Roxane stopped trying to persuade a stubborn strand of spaghetti onto her fork and looked up. ‘I told you, Zito, it wasn’t—’

His closed fist thumped on the table, making the glasses jump, the wine shiver and sparkle in the light from overhead. ‘You told me nothing! Nothing that made any sense!’

Roxane had jumped too, and she felt her face go taut and wary.

He said immediately, wearily, ‘I didn’t intend to scare you again. This can wait.’

Zito had never believed in mixing food and argument, maintaining it spoiled both of them, that each deserved to be enjoyed in its own way. Nine times out of ten, he said, after a good meal an argument didn’t seem worth the effort.

Nine times out of ten he’d been right. And the tenth time, his way of resolving any issue between the two of them had been to make love to her until she could no longer think, until nothing seemed to matter but her need for him, and his for her, and every problem dissolved in the aftermath of passion. They had never, she thought with surprise, had a real quarrel.

‘Eat,’ he said, and she realised she’d been caught in a net of insidious remembrance while her food cooled.

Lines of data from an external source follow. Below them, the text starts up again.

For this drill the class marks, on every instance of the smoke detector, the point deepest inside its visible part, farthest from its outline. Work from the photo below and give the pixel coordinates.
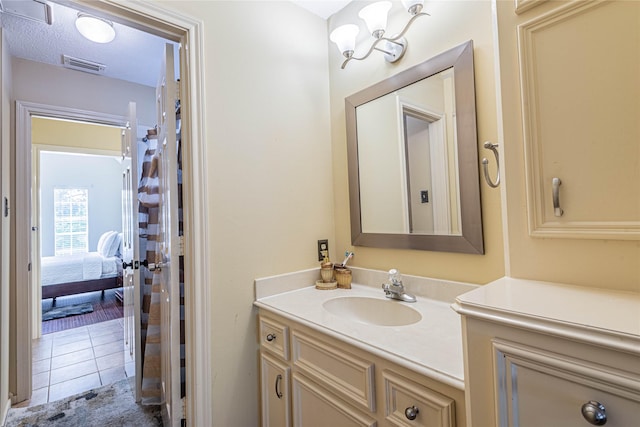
(35, 10)
(83, 65)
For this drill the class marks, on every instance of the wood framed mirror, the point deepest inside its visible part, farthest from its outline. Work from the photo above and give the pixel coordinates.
(413, 158)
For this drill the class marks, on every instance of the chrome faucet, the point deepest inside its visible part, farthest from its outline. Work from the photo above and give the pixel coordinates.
(395, 289)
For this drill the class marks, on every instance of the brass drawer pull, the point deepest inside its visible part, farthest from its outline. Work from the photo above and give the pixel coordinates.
(595, 413)
(278, 392)
(411, 413)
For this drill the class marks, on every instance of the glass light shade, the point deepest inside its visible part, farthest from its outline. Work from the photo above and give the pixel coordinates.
(375, 15)
(345, 37)
(408, 4)
(95, 29)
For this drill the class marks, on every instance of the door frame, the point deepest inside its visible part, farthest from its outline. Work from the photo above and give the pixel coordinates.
(189, 32)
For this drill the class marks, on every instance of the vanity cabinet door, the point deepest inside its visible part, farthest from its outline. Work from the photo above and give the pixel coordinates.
(579, 89)
(537, 386)
(275, 392)
(409, 404)
(313, 405)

A childish spurt of rebellion urged her to put down her fork and tell him she didn’t want any more. Instead she twirled more spaghetti and lifted it carefully to her mouth.

‘Do you feed yourself properly?’ he asked her.

‘I have perfectly adequate meals. Salads, lean meat, fish…soup in winter, and vegetables.’

He made a sound deep in his throat as though he didn’t think much of that. ‘Do you entertain?’

‘My personal entertaining tends to be impromptu and informal.’ The cottage couldn’t comfortably be used for large gatherings. Even the dining room that previous owners had carved from the original big old-fashioned kitchen didn’t have space for more than a table for six and a sideboard.

‘Tell me about this job of yours,’ Zito invited.

‘I started work with Leon’s catering firm soon after I arrived in Auckland, as casual labour. At first I was just serving food and laying tables, working lots of overtime…’ She’d needed the money. ‘After a couple of months he asked me to join the permanent staff.’

Leon had been impressed by her quickness, her reliability and her initiative. She remembered the inordinate thrill his praise had given her. ‘I could see,’ she went on, ‘that some clients would have liked more than food. Someone to organise invitations, publicity, venues—take care of the details of running a successful affair.’

‘You could see?’ Zito tilted his head.

That wasn’t disbelief, Roxane told herself. It’s just interest. Don’t be touchy.

‘Yes,’ she said firmly. ‘So I ran the idea past Leon and he said, “Let’s try it,” and put me in charge.’

‘Just like that.’

‘Just like that,’ she confirmed, and tried not to look smug. ‘I’m very good at what I do, and now I have the salary to prove it.’ Soon she would be able to afford new furniture and a few luxury items.

‘Congratulations.’

‘It’s small beer compared to the Riccioni empire, but so far we’re a roaring success.’

‘Deloras isn’t an empire, it’s a family business,’ Zito argued testily.

‘A family business worth millions.’ Maybe billions. She had never been privy to financial details.

‘That isn’t a crime. We all work very hard.’

‘I know you do.’ It was true of the men in the family anyway. The women weren’t expected to take part directly, as had been made very clear to her.

She was to keep house, which in practice meant ‘ordering’ a staff of three experienced people for a household of two, preside at parties and formal dinners for which the catering was performed by Deloras chefs and waiters, and attend functions that often seemed to have no other purpose than to allow the Deloras men to parade their success in the form of the clothes, jewels, beauty and breeding of their womenfolk.